The deal comes exactly a year after Apple hired two top Sony Pictures Television executives, Jamie Erlicht and Zack Van Amburg, signalling that it was getting serious about following Netflix and Amazon in developing its own TV shows and films. Since last June, Apple has struck deals with Hollywood names including La La Land director Damien Chazelle, actor-turned-producer Reese Witherspoon and Sixth Sense director M Night Shyamalan.


While Apple has not yet revealed how or when it plans to distribute its programming, people in Hollywood expect the first shows could debut next year. A likely venue is the company’s TV app, which brings together content from dozens of video services into a single, personalised platform, available on Apple TV boxes as well as iPhones and iPads.

Big budget

People familiar with the iPhone maker's content budget have said that it had more than $1 billion available to spend in its first year. That figure could rise as Apple's Los Angeles-based studios operation steps up its efforts to compete with Netflix, which spends $8 billion a year on content, as well as traditional players such as HBO.

Financial details for Apple’s partnership with Ms Winfrey were not disclosed.

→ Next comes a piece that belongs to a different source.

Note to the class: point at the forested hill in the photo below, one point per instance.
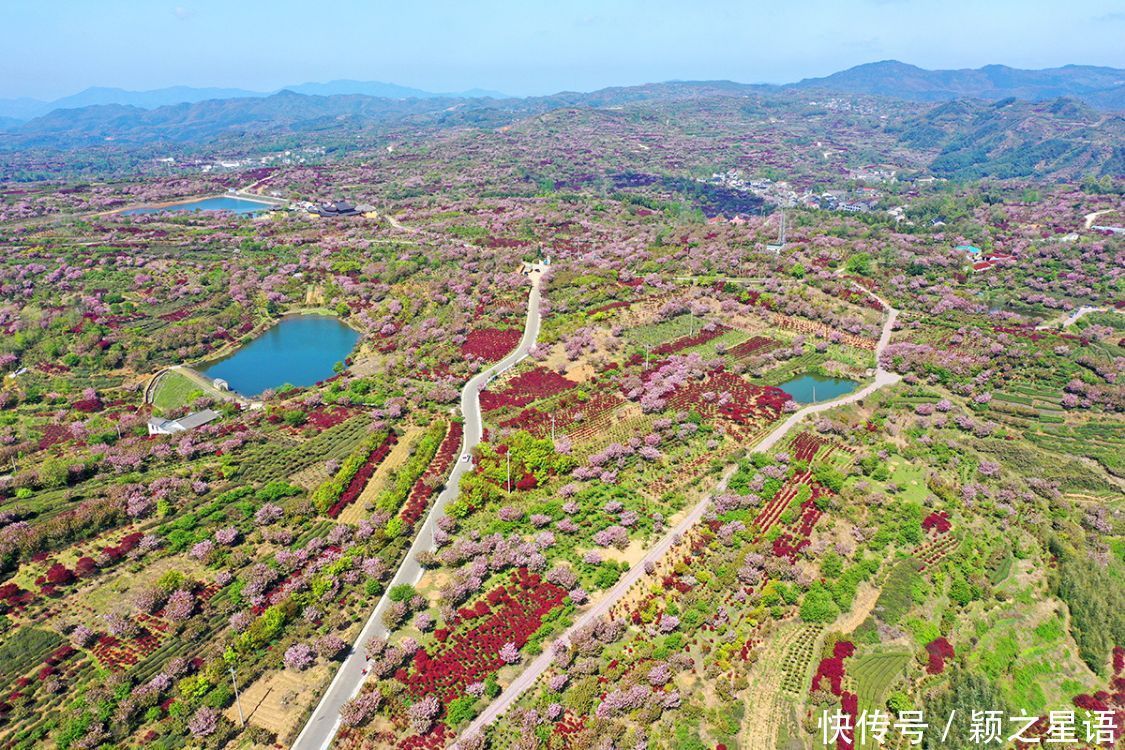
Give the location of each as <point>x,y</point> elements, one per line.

Ms Winfrey became one of the most celebrated personalities on American television through her broadcast chat show. Her OWN network, in which Discovery Communications took a majority stake last year, also makes its content available for online streaming. Her broadcast deal with CBS’ 60 Minutes will also remain in place following the Apple partnership.

Gene Munster, a former Apple analyst turned tech investor at Loup Ventures, estimates that Apple will spent $4.2bn on original video content by 2022. Mr Munster estimates that Apple is "about five years behind" Netflix, which - like Apple today - had a slate of around a dozen original titles in production in 2013.